L’Egypte a reçu, dimanche à Addis-Abeba, la présidence de l’Union Africaine (UA) pour l’année 2019, et ce, pour la première fois depuis la création de cette institution, qui a succédé en 2002 à l’Organisation de l’Unité africaine, et dont l’un des principaux fondateurs en 1963 fut l’Egypte. L’accession de l’Egypte à la présidence de l’UA vient couronner les efforts du Caire pour se repositionner sur le continent noir. Négligées après l’attentat manqué contre l’ancien président Hosni Moubarak à Addis-Abeba en 1995, les relations avec l’Afrique ont retrouvé leur vigueur au cours des quatre dernières années. Le Caire mène, en effet, une diplomatie très active sur le front africain. Pour preuve, depuis 2014, 30 % des déplacements présidentiels à l’étranger ont été sur le continent africain.

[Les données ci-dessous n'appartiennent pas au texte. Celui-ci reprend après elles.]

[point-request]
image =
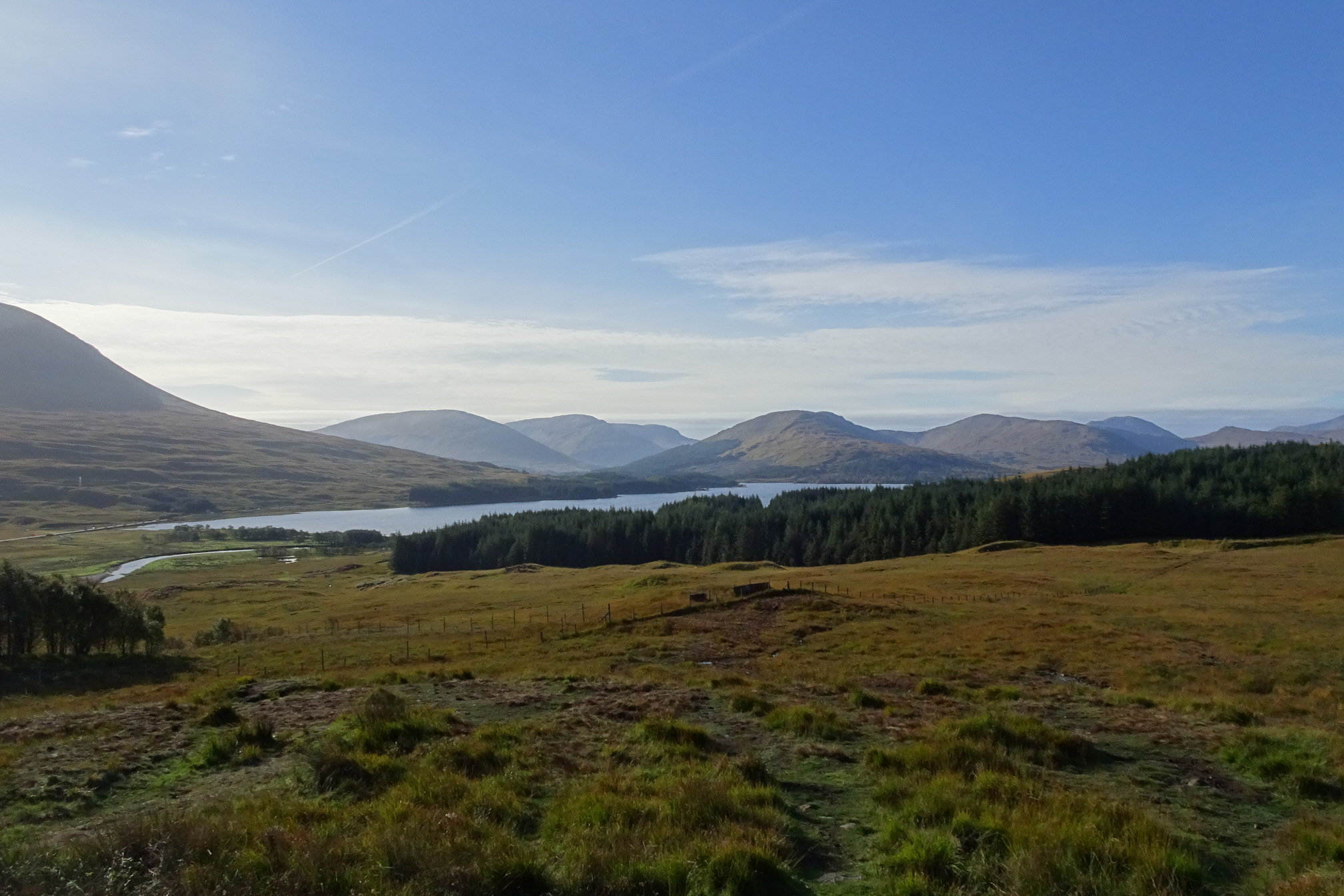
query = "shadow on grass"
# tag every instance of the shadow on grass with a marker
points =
(84, 675)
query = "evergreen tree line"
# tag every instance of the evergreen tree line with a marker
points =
(71, 617)
(1281, 489)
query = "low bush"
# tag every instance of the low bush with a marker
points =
(933, 688)
(971, 809)
(241, 746)
(750, 703)
(861, 699)
(386, 723)
(809, 722)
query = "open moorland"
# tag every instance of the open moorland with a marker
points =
(1121, 719)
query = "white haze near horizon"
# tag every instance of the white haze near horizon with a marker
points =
(1161, 344)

Et Le Caire multiplie les initiatives pour booster ses relations avec l’Afrique. En 2014, une agence égyptienne de partenariat pour le développement en Afrique a été créée pour soutenir les projets de développement sur le continent. En 2015, à Charm Al-Cheikh, les représentants du Marché commun de l’Afrique orientale et australe (COMESA), de la Communauté de développement d’Afrique australe (SADC) et de la Communauté d’Afrique de l’Est (CAE) ont signé, sous l’égide de l’Egypte, un accord de libre-échange ouvrant la voie à une coopération économique totale avec l’Afrique. En 2016, la station balnéaire du Sud-Sinaï a également accueilli le « Forum Africa 2016 » qui a reçu une douzaine de chefs d’Etat, une vingtaine d’agences de promotion des investissements et près de 2 000 participants. Et en 2018, l’Egypte a reçu la troisième édition du Forum Africa 2018, organisée par le ministère de l’Investissement et de la Coopération internationale, qui a réuni plusieurs chefs d’Etat, 1 500 entreprises et plus de 3 000 participants, et la Foire commerciale intra-africaine (ITAF), qui a vu la participation de 55 pays africains. N’oublions pas non plus l’intérêt manifesté par l’Egypte pour l’organisation de la Coupe d’Afrique des Nations (CAN) de football, après la défection du Cameroun.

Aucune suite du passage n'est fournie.